By ending or significantly rethinking APHIS indemnity payments, the Trump administration can not only take a stand against cruel farming practices and wasteful spending but also incentivize better protocols in the long term, ensuring that we don’t experience similar commodity-based price spirals in the future.

Animal lovers often ask government folks what they can do to improve conditions for animals at the national level. In fact, it’s what the government can stop doing that would make the biggest difference.

It can stop the Bureau of Land Management’s cruel and arbitrary wild horse management practices, which cost taxpayers tens of millions of dollars. It can end the sick, tortuous animal experimentation conducted by the U.S. Meat Animal Research Center.  It can reform the USDA’s Wildlife Services program – whose only function is killing wild animals – by prioritizing humane mitigation practices.

And it can put an end to wasteful and gruesome experiments conducted by the National Institutes of Health, which has brutally tortured and killed over 2,100 beagles over the past 40 years.

With Republicans in the driver’s seat, animal advocates have reason to be hopeful that such arguments will resonate. And while we welcome activists and supporters from all political backgrounds, we must be laser-focused on decisive action resulting in tangible gains – not ideological posturing. Our cause is too important.

A friend at The Humane Society of the United States was fond of saying that our metric must be “progress, not perfection.” To those on the left who would balk at working with the current administration, I encourage you to think about that. In the interim, pro-animal conservatives must take up the mantle because we might not get a chance like this again.

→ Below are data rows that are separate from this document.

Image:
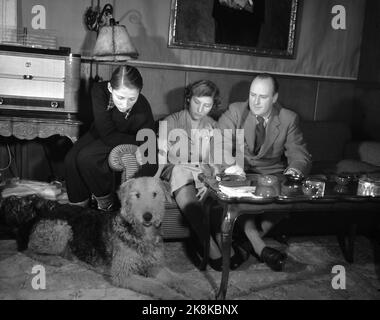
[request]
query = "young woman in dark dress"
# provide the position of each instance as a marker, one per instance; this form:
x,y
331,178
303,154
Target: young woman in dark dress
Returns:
x,y
120,111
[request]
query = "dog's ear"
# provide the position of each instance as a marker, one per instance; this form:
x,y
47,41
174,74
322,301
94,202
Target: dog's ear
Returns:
x,y
124,189
165,186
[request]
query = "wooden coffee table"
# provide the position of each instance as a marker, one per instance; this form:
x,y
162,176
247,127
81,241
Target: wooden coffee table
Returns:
x,y
337,198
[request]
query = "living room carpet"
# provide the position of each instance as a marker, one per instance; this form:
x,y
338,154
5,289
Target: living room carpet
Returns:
x,y
309,276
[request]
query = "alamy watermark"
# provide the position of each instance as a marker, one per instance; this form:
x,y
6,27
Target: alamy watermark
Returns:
x,y
207,146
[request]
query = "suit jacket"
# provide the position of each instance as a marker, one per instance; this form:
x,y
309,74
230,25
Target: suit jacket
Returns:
x,y
283,139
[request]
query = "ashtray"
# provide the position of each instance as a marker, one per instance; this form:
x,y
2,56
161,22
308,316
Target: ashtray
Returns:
x,y
342,180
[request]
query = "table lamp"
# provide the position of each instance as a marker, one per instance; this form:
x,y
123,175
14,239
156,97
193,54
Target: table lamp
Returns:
x,y
113,42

Trump and Musk have managed to kill two birds with one stone, if you’ll pardon the expression, by identifying animal experimentation as wasteful spending. But there’s much more that can be done. After all, being pro-business is no justification for cruelty, especially when being humane is good for the bottom line.

John Cleveland is a Boston-based public affairs professional and senior fellow at Wilberforce Institute. He previously worked for U.S. Sen. Lindsey Graham, South Carolina Gov. Henry McMaster, and The Humane Society of the United States.